MR. JUSTICE STEWART DELIVERED THE OPINION OF THE COURT.

... [I]t is clear to us that in arresting, convicting, and punishing the petitioners under the circumstances disclosed by this record, South Carolina infringed the petitioners' constitutionally protected rights of free speech, free assembly, and freedom to petition for redress of their grievances.

It has long been established that these First Amendment freedoms are protected by the Fourteenth Amendment from invasion by the States.... The circumstances in this case reflect an exercise of these basic constitutional rights in their most pristine and classic form. The petitioners felt aggrieved by laws of South Carolina which allegedly "prohibited Negro privileges in this State." They peaceably assembled at the site of the State Government and there peaceably expressed their grievances "to the citizens of South Carolina, along with the Legislative Bodies of South Carolina." Not until they were told by police officials that they must disperse on pain of arrest did they do more. Even then, they but sang patriotic and religious songs after one of their leaders had delivered a "religious harangue." There was no violence or threat of violence on their part, or on the part of any member of the crowd watching them. Police protection was "ample."

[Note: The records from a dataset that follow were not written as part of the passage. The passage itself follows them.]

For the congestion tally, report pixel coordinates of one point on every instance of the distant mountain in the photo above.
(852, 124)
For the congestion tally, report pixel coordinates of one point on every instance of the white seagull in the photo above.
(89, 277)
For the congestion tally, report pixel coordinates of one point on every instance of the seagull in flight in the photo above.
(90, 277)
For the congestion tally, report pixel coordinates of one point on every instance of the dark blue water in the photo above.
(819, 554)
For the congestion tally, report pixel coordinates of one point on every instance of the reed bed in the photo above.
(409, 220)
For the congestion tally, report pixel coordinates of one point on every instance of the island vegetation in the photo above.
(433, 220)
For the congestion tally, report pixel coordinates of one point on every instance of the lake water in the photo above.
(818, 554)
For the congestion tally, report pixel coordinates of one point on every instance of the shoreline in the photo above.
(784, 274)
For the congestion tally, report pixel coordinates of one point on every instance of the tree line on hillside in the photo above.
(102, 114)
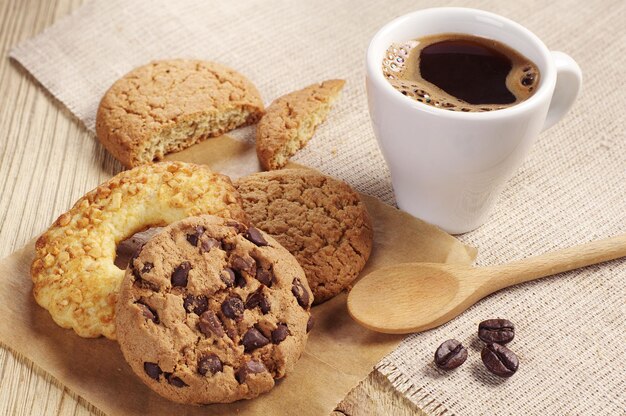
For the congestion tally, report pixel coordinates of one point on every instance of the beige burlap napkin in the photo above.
(572, 189)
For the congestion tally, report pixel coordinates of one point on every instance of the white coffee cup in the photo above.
(448, 167)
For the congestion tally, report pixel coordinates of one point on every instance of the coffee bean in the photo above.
(147, 267)
(148, 312)
(310, 324)
(206, 244)
(209, 323)
(300, 292)
(253, 339)
(250, 367)
(500, 360)
(209, 363)
(279, 334)
(174, 381)
(254, 235)
(180, 274)
(152, 370)
(264, 276)
(500, 331)
(195, 236)
(228, 277)
(232, 308)
(450, 355)
(196, 304)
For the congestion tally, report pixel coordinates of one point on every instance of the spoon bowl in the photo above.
(414, 297)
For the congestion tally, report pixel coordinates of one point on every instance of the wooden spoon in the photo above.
(414, 297)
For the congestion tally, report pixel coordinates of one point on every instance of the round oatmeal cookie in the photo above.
(74, 274)
(211, 311)
(320, 220)
(166, 106)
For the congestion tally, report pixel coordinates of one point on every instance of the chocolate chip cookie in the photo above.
(212, 311)
(320, 220)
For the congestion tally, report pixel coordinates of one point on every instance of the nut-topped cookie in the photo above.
(320, 220)
(211, 311)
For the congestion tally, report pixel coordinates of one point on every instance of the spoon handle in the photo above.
(556, 262)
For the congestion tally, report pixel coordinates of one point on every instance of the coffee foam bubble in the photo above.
(401, 57)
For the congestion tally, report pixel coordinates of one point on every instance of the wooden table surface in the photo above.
(47, 161)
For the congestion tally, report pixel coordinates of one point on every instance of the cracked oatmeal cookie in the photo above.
(320, 220)
(167, 106)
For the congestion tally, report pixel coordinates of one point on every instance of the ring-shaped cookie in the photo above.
(74, 275)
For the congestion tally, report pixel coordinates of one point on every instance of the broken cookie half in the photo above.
(291, 120)
(167, 106)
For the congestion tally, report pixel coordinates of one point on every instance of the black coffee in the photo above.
(460, 72)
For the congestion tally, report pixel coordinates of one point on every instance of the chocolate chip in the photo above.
(279, 334)
(148, 312)
(228, 245)
(147, 267)
(174, 381)
(242, 264)
(450, 355)
(207, 244)
(500, 360)
(209, 323)
(240, 279)
(209, 363)
(500, 331)
(254, 235)
(251, 367)
(264, 276)
(180, 274)
(140, 282)
(232, 308)
(258, 299)
(265, 305)
(239, 227)
(253, 339)
(228, 277)
(195, 236)
(152, 370)
(196, 304)
(300, 292)
(310, 324)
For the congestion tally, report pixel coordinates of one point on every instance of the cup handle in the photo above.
(569, 79)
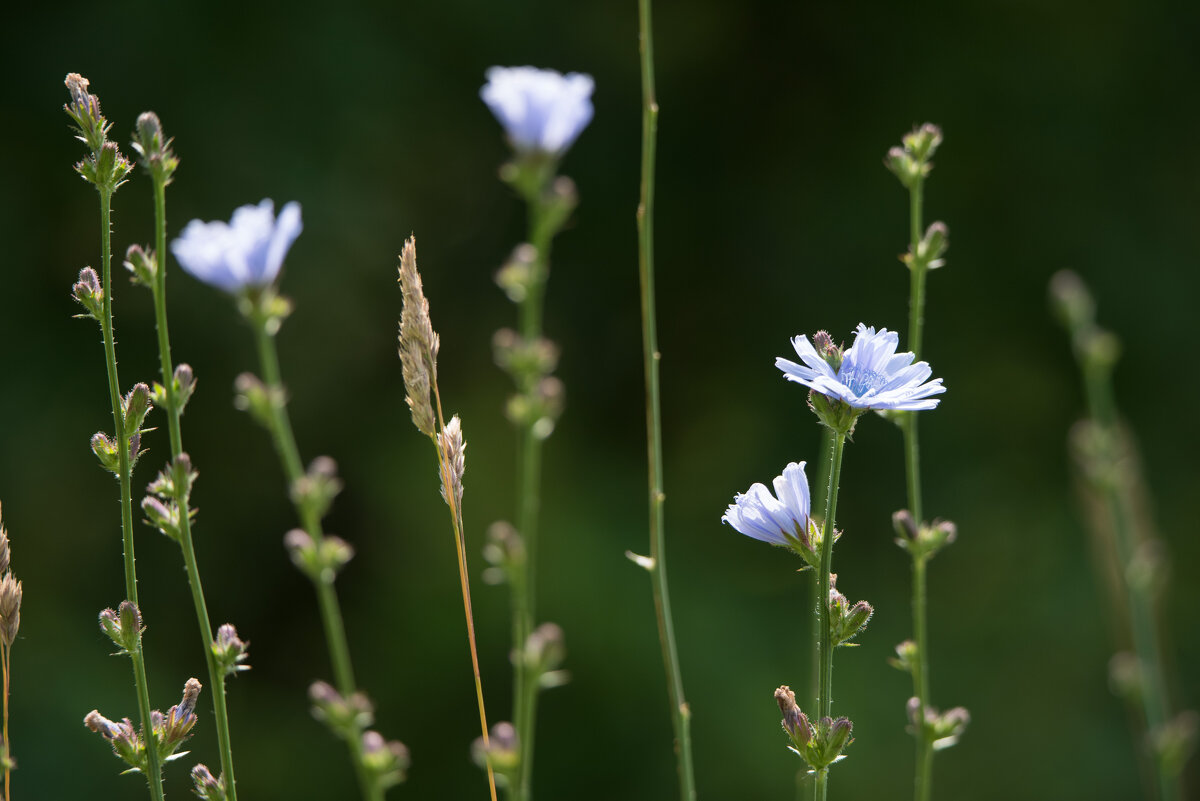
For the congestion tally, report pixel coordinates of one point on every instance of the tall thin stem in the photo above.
(460, 541)
(154, 769)
(825, 643)
(923, 776)
(525, 690)
(681, 714)
(327, 596)
(216, 675)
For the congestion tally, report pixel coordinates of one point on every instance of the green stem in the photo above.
(216, 675)
(154, 772)
(825, 685)
(1146, 640)
(918, 270)
(525, 702)
(681, 714)
(327, 596)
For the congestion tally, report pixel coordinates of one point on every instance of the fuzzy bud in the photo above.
(387, 760)
(142, 264)
(451, 451)
(153, 148)
(315, 491)
(502, 750)
(418, 343)
(229, 650)
(10, 608)
(89, 294)
(207, 787)
(504, 552)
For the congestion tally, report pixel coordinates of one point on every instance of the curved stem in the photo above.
(918, 270)
(327, 596)
(460, 542)
(154, 769)
(681, 714)
(216, 676)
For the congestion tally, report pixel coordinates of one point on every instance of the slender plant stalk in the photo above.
(216, 675)
(1145, 634)
(525, 690)
(681, 714)
(154, 769)
(327, 596)
(5, 651)
(825, 646)
(460, 540)
(923, 775)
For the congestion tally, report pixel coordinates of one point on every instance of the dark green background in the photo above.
(1071, 132)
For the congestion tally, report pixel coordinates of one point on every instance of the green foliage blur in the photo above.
(1069, 143)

This, therefore, was a far cry from the situation in Feiner v. New York [1951], where two policemen were faced with a crowd which was "pushing, shoving and milling around," ... where at least one member of the crowd "threatened violence if the police did not act," ... where "the crowd was pressing closer around petitioner and the officer," ... and where "the speaker passes the bounds of argument or persuasion and undertakes incitement to riot."... And the record is barren of any evidence of "fighting words." See Chaplinsky v. New Hampshire [1942].

We do not review in this case criminal convictions resulting from the evenhanded application of a precise and narrowly drawn regulatory statute evincing a legislative judgment that certain specific conduct be limited or proscribed. If, for example, the petitioners had been convicted upon evidence that they had violated a law regulating traffic, or had disobeyed a law reasonably limiting the periods during which the State House grounds were open to the public, this would be a different case.... These petitioners were convicted of an offense so generalized as to be, in the words of the South Carolina Supreme Court, "not susceptible of exact definition." And they were convicted upon evidence which showed no more than that the opinions which they were peaceably expressing were sufficiently opposed to the views of the majority of the community to attract a crowd and necessitate police protection.

The Fourteenth Amendment does not permit a State to make criminal the peaceful expression of unpopular views. "[A] function of free speech under our system of government is to invite dispute. It may indeed best serve its high purpose when it induces a condition of unrest, creates dissatisfaction with conditions as they are, or even stirs people to anger. Speech is often provocative and challenging. It may strike at prejudices and preconceptions and have profound unsettling effects as it presses for acceptance of an idea. That is why freedom of speech ... is ... protected against censorship or punishment, unless shown likely to produce a clear and present danger of a serious substantive evil that rises far above public inconvenience, annoyance, or unrest.... There is no room under our Constitution for a more restrictive view. For the alternative would lead to standardization of ideas either by legislatures, courts, or dominant political or community groups."Terminiello v. Chicago [1949]. As in the Terminiello case, the courts of South Carolina have defined a criminal offense so as to permit conviction of the petitioners if their speech "stirred people to anger, invited public dispute, or brought about a condition of unrest. A conviction resting on any of those grounds may not stand."...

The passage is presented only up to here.